Build a bedtime routine that works for everyone
A consistent bedtime routine helps to prepare all children for a good night’s sleep. It is particularly important when you’re managing bedwetting in more than one child.
Following the routine means each of your children gets treated the same and doesn’t feel singled out or punished in any way for bedwetting.
Here are some simple steps to building a good bedtime routine:
If more than one of your children wets the bed and they share a room, avoid putting them in a bunk bed if you can.
The top bunk can be a barrier to a child waking and going for a wee if they need to in the middle of the night
Make sure everyone follows a good bedtime drinking routine.
Stop drinks one hour before bedtime, every night, and no more after that until morning.
Practise a good bedtime toileting routine.

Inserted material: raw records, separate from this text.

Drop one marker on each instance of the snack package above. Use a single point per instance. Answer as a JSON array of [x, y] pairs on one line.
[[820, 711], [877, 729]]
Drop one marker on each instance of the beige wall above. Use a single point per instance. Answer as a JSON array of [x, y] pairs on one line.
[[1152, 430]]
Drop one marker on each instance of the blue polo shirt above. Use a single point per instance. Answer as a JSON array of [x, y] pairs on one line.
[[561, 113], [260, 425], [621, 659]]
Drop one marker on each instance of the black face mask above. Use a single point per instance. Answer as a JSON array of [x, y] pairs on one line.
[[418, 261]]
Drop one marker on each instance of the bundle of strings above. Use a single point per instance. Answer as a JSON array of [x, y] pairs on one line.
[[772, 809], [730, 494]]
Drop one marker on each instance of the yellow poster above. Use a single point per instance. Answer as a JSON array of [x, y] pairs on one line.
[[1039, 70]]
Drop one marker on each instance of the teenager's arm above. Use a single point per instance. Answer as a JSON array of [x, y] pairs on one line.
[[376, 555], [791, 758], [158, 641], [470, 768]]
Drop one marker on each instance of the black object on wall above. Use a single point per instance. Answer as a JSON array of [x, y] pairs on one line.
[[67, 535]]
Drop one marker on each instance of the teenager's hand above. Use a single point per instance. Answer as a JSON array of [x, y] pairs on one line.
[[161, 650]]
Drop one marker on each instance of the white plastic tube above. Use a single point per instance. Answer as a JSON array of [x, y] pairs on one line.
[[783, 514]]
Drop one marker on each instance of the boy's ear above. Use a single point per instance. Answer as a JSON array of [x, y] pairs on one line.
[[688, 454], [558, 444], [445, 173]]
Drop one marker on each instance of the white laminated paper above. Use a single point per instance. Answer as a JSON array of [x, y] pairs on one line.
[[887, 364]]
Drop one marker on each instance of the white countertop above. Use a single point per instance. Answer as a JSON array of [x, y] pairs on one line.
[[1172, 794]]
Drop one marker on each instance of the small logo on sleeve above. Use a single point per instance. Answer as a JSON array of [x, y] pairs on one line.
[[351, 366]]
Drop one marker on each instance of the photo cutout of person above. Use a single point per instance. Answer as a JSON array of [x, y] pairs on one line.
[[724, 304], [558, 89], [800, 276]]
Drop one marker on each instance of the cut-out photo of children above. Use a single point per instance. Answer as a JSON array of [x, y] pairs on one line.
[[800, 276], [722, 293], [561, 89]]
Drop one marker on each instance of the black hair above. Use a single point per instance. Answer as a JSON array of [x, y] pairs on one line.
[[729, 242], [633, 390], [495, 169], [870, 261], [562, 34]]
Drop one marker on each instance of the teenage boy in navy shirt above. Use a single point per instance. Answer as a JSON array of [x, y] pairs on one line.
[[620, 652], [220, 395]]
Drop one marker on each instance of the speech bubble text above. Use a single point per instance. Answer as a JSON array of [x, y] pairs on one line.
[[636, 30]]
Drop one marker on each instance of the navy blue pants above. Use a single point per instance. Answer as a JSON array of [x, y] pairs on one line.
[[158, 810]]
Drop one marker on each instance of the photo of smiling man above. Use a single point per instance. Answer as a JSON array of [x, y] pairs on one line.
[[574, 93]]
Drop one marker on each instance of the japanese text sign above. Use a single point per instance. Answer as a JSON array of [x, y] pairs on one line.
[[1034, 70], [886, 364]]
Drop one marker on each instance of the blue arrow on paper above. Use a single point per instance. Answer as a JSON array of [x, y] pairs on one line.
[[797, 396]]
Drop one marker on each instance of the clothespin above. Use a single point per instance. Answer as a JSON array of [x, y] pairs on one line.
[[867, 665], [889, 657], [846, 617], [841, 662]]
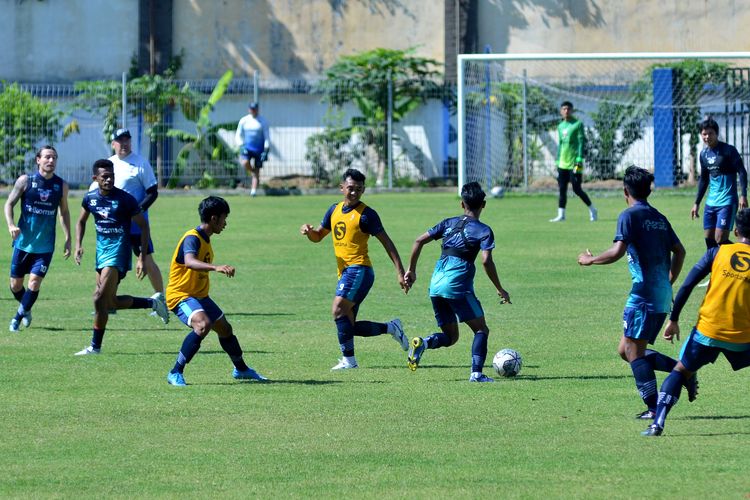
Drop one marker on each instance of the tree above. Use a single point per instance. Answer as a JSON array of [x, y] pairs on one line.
[[363, 79]]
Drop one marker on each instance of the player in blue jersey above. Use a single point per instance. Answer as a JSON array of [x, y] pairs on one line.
[[655, 258], [351, 223], [452, 284], [112, 209], [43, 195], [721, 165], [252, 136]]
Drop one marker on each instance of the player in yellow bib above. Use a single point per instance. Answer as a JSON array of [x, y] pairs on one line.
[[351, 223], [187, 293]]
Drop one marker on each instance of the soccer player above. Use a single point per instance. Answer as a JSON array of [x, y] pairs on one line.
[[187, 293], [655, 258], [113, 209], [352, 223], [721, 164], [134, 175], [252, 135], [452, 284], [571, 139], [42, 195], [723, 318]]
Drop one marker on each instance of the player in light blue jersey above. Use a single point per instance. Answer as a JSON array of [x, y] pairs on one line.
[[452, 284], [43, 195], [655, 257], [721, 165], [113, 209]]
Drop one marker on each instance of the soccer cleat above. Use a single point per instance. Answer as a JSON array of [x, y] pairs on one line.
[[159, 306], [480, 377], [653, 430], [88, 350], [248, 374], [176, 379], [416, 349], [343, 364], [691, 385], [398, 333]]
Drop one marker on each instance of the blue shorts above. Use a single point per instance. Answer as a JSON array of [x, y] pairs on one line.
[[464, 308], [355, 283], [719, 217], [23, 263], [639, 323], [185, 309], [695, 354]]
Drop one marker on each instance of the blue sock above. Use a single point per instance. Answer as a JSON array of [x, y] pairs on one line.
[[27, 302], [668, 396], [97, 338], [19, 294], [345, 331], [478, 351], [645, 381], [369, 329], [437, 340], [660, 362], [232, 347], [190, 346]]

For example, schedule a relaxed toilet sit as part of preparing for bed, and pop back to the toilet just before sleep if it’s more than half an hour later.
Prepare your child for sleep. Unwind with a book or listen to music with the lights turned low.
Avoid screens—so no TV, iPad, computer games in the hour before sleep, or the brain will get the wrong message!
Get support from others
Dealing with bedwetting, especially if it affects more than one of your children, can be stressful and tiring for you as their parent. This can be made even harder if you don’t have anyone to talk to about how you’re feeling. Talking openly with a trusted friend or family member about how you're feeling and any worries you have about your child’s bedwetting can make a big difference. ERIC also have an online peer-to-peer support network which you can use to get advice and tips from other parents in the situation: https://healthunlocked.com/eric
Look after your own mental health too
When we’re supporting our child with something like bedwetting it can be very easy to neglect our own feelings and mental health. We can be very good at putting other people before ourselves!
Don’t leave it until you reach burn out point. Make time if you can, even if it’s just 5 or 10 minutes every day to do something just for you: a walk, reading a magazine. Anything that gives you a break and helps to re-energise you ready to keep supporting your children.
Bedwetting can be in the genes—you and your children deserve support
Now we have the proof that bedwetting runs in families and the science to explain it, we hope that helps to reassure you and your children that bedwetting isn’t anyone’s fault or something you’ve done wrong as a parent.
Having more than one child who wets the bed can be tough, but it also means you can encourage your children to support each other along the way to dry nights.